According to naturopath Dr. Laurie Steelsmith, who uses a few of the same principles in suggesting alternatives to patients when appropriate, Chinese medicinal concoctions brewed from the kitchen cupboard will not harm you and are often very helpful.

"There are some energetic principles definitely at work here," said Steelsmith. "For instance, when you use ginger as an herb, it's very warming to the body. It's great for people with a cold stomach. You want a stomach that's going to be warm so it can digest your food."

The same goes for cooling foods. Recently Steelsmith recommended that a patient in the last month of pregnancy take watermelon juice to control a hot red rash.

The alternative was important, said Steelsmith, because the pregnancy prevented the woman from taking regular medications. And the cooling watermelon worked to control the rash.

"You want this in hot weather," said Steelsmith. "Or if someone has a fever or a rash. More cooling foods. Or even if they have a lot of acne. That's a sign of too much heat in the body."

Ginger and garlic, Chinese mushrooms, fungus, Peking dates, black and red dates, seaweed, wolfberry, apricot kernels, they all find a place in Choy's tonics.

For instance, Choy suggests pouring two cups of boiling water on 10 cloves of garlic and letting it sit overnight in the refrigerator to help bronchitis.

Strain out the garlic, add a little honey and take a tablespoon three times a day, she says.

A general tonic for good health involves boiling five cups of water and adding ´ cup of red wolfberry, ´ pound of lean chicken or pork, 3 tablespoons of apricot seeds, 3 tablespoons of apricot kernels and five Peking honey dates, says Choy. Simmer it for an hour, and then drink the broth and eat the solids. "It's very pleasant," she says.

Choy always was frustrated by those who told about recipes by saying "a little of this, a little of that." She wanted exact amounts, and has taken great pains to make sure they're accurate. And she uses them all herself.

Carolyn Choy's cookbook, "Health through Chinese Food," is available for $7. Order by calling 955-1831.

• • •

Recipes from Carolyn Choy that have soothing effects

Red Date Soup to Build Strength After Illness

  • 1 chicken
  • 3/4 cup whiskey
  • 10 Chinese red dates
  • 1 piece fresh ginger, 2 inches long

Rinse chicken, rub with salt, and remove skin or excess fat before cutting in chunks.
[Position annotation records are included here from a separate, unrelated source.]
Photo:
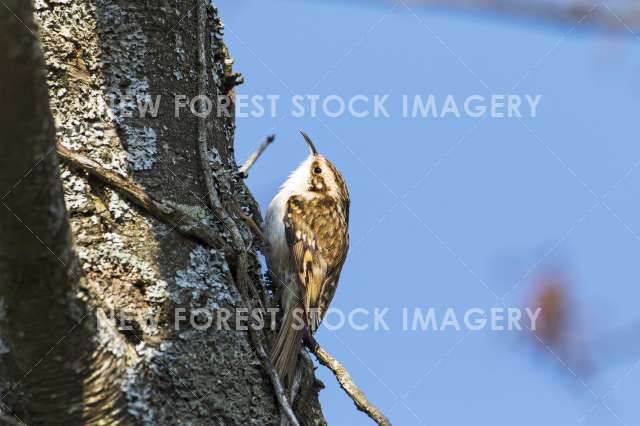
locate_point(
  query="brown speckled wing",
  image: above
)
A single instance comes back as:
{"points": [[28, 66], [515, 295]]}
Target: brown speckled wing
{"points": [[317, 234]]}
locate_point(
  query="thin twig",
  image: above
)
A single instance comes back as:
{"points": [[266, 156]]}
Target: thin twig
{"points": [[244, 282], [164, 212], [244, 170], [341, 373]]}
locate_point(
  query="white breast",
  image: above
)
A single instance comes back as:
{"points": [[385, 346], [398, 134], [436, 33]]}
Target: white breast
{"points": [[279, 257]]}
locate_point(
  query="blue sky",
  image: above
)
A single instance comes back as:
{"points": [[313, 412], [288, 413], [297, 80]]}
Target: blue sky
{"points": [[449, 212]]}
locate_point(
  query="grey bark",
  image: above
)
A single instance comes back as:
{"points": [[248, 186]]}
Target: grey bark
{"points": [[70, 278]]}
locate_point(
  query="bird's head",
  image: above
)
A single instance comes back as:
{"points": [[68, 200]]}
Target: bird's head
{"points": [[320, 175]]}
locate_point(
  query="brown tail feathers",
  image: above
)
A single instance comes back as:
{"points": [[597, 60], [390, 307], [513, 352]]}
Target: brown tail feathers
{"points": [[287, 347]]}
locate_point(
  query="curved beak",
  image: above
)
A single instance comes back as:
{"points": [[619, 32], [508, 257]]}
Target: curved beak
{"points": [[307, 139]]}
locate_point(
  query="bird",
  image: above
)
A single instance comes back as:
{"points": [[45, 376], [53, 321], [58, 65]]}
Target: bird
{"points": [[307, 230]]}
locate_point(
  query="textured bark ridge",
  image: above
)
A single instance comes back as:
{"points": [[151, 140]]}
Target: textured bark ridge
{"points": [[127, 265]]}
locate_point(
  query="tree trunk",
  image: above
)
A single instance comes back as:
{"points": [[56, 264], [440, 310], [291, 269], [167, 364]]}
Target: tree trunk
{"points": [[89, 295]]}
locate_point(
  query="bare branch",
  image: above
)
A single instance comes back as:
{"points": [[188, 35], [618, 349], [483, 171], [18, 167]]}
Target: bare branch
{"points": [[242, 277], [244, 170], [171, 215], [341, 373]]}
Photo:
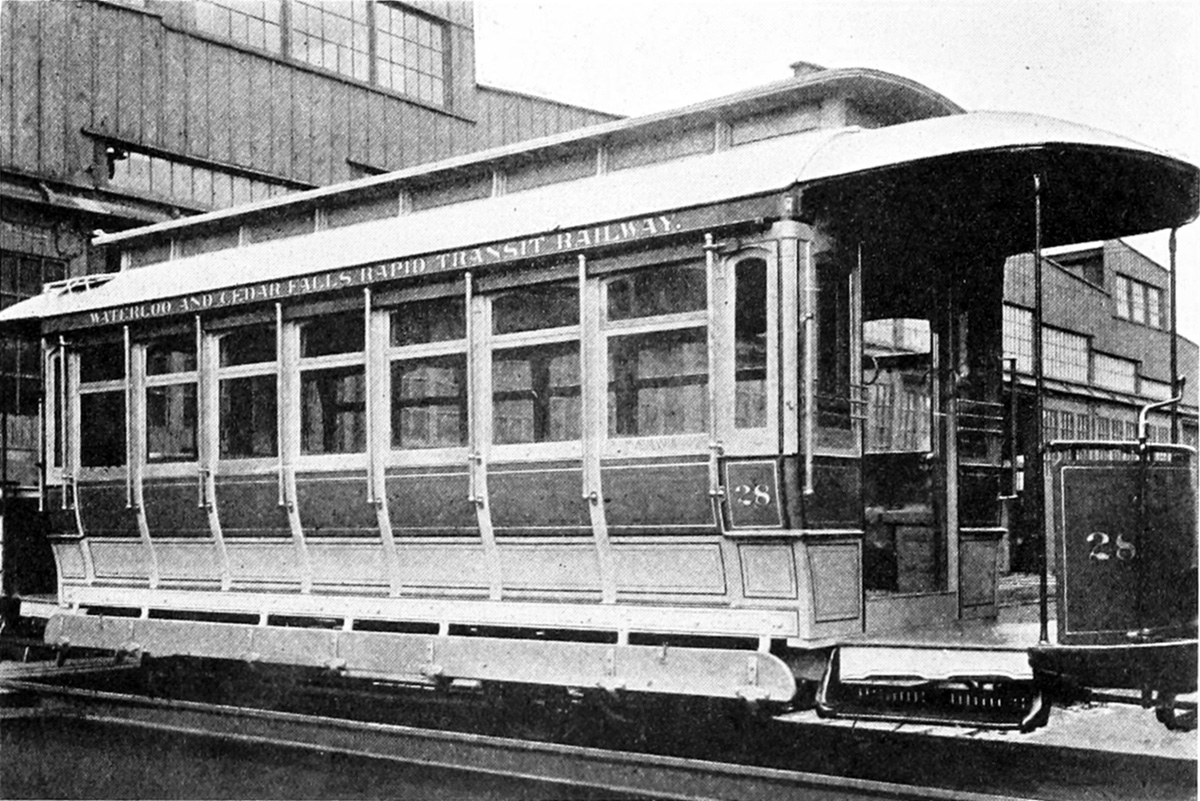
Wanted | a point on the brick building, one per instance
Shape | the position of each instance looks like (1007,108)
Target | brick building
(121,113)
(1105,354)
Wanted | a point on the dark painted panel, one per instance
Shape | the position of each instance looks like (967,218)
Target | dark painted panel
(978,491)
(533,497)
(103,512)
(335,504)
(837,500)
(671,497)
(249,506)
(431,503)
(173,509)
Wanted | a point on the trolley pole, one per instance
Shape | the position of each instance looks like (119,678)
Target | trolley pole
(1175,345)
(1039,485)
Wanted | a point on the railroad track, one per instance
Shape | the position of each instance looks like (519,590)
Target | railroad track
(610,771)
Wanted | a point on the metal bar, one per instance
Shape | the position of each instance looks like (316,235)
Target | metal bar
(472,435)
(714,359)
(580,766)
(1038,401)
(129,421)
(281,405)
(808,320)
(1176,389)
(369,391)
(202,451)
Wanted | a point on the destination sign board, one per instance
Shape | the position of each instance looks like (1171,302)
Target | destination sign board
(550,245)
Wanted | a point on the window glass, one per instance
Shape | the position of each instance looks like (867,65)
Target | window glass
(250,22)
(250,345)
(335,333)
(102,362)
(333,410)
(658,383)
(750,344)
(535,393)
(897,366)
(331,34)
(171,355)
(429,403)
(833,342)
(1138,305)
(653,293)
(171,422)
(437,320)
(249,426)
(1155,307)
(531,308)
(411,54)
(102,428)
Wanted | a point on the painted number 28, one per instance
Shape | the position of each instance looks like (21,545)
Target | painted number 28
(1125,550)
(756,495)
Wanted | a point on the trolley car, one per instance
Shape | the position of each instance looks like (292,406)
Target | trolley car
(607,410)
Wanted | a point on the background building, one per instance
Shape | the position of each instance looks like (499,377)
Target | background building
(1105,348)
(115,114)
(118,114)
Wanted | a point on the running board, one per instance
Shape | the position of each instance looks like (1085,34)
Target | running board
(903,684)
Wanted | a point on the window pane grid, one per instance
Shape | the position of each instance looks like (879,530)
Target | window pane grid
(411,54)
(250,22)
(331,35)
(1115,373)
(1065,355)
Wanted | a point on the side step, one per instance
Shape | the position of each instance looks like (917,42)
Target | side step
(905,684)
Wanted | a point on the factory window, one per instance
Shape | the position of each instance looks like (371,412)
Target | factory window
(1156,390)
(429,374)
(334,35)
(535,365)
(658,351)
(171,399)
(333,385)
(1114,373)
(1065,355)
(22,276)
(1018,331)
(102,405)
(249,395)
(1139,301)
(379,42)
(255,23)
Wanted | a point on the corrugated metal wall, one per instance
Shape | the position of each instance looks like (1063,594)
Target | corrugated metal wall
(145,78)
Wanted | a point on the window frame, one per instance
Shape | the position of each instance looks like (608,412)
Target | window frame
(615,445)
(424,456)
(535,451)
(288,37)
(724,297)
(78,389)
(144,383)
(299,365)
(221,373)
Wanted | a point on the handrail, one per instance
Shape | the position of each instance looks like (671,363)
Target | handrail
(281,407)
(369,392)
(1144,415)
(130,447)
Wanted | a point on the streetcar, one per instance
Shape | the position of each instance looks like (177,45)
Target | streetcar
(703,403)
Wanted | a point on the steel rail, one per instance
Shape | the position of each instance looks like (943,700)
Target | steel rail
(611,771)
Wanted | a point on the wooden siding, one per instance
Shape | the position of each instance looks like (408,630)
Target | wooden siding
(508,116)
(144,78)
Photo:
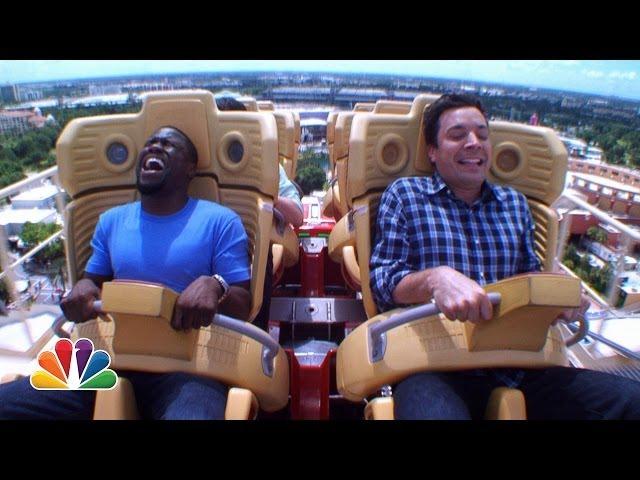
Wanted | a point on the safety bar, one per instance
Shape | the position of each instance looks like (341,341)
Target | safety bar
(377,330)
(270,347)
(617,347)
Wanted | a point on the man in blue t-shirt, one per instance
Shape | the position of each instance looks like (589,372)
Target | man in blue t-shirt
(195,247)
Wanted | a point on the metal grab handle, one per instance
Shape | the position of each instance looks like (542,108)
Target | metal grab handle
(377,331)
(579,332)
(270,347)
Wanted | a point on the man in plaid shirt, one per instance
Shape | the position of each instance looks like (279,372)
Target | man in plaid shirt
(442,238)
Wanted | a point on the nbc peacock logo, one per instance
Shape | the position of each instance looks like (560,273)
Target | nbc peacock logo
(74,366)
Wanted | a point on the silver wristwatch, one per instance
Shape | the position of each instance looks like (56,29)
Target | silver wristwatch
(225,287)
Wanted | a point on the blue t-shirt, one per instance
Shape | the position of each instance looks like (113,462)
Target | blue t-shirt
(201,239)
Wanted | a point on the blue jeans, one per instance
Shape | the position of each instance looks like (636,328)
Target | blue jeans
(164,396)
(557,393)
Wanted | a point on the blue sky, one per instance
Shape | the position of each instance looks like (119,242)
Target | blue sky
(603,77)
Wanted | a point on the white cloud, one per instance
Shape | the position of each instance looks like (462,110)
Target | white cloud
(593,73)
(623,75)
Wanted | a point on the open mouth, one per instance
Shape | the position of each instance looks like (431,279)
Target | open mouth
(152,164)
(471,161)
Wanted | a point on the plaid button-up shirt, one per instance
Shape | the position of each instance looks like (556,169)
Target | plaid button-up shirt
(421,225)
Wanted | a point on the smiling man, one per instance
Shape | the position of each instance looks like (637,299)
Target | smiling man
(442,237)
(196,247)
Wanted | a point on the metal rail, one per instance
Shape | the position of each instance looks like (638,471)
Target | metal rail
(617,347)
(270,347)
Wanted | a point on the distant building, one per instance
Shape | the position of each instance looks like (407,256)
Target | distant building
(40,197)
(308,94)
(19,121)
(14,220)
(313,130)
(354,95)
(9,93)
Rinse dates and scrape ginger and chop ginger in slivers.

Put all ingredients in a covered casserole to steam, bringing water to a boil. Don't let it boil dry. Steam two hours.

The Chinese believe red dates tone blood circulation and dry up mucus.

White Fungus Drink

  • 2 lumps white fungus soaked in water for 1/2 hour, broken into pieces
  • rock sugar to taste
  • 4 cups water

Cook fungus on a low boil for an hour, add sugar, and simmer another half-hour. The Chinese use fungus to help lower blood pressure.

Soup to Nourish the Lungs

  • 1 package bar-wong fah, also called sword flower
  • 1/4 cup apricot kernels
  • 1/4 cup apricot seeds
  • 1/4 lb. lean meat
  • 8-10 Peking honey dates
  • 5 cups water

Rinse and drain ingredients, then parboil meat cut in 2-inch chunks. Then put all ingredients into boiling water and return to a boil. Reduce heat and simmer 2 hours. Skim fat.

The herbs in this remedy help keep the lungs moist, so there will be less coughing and phlegm.

Watercress Herb Soup

  • 1/4 cup Chinese apricot kernels
  • 1/4 cup apricot seeds
  • 8-10 Peking honey dates
  • 1 bunch fresh watercress
  • 5 cups water

Rinse all ingredients, boil the water, and then add ingredients. Return to a boil, then reduce heat and simmer 3 hours.

Watercress, especially, is used for throat dryness, a dry cough or excessive phlegm.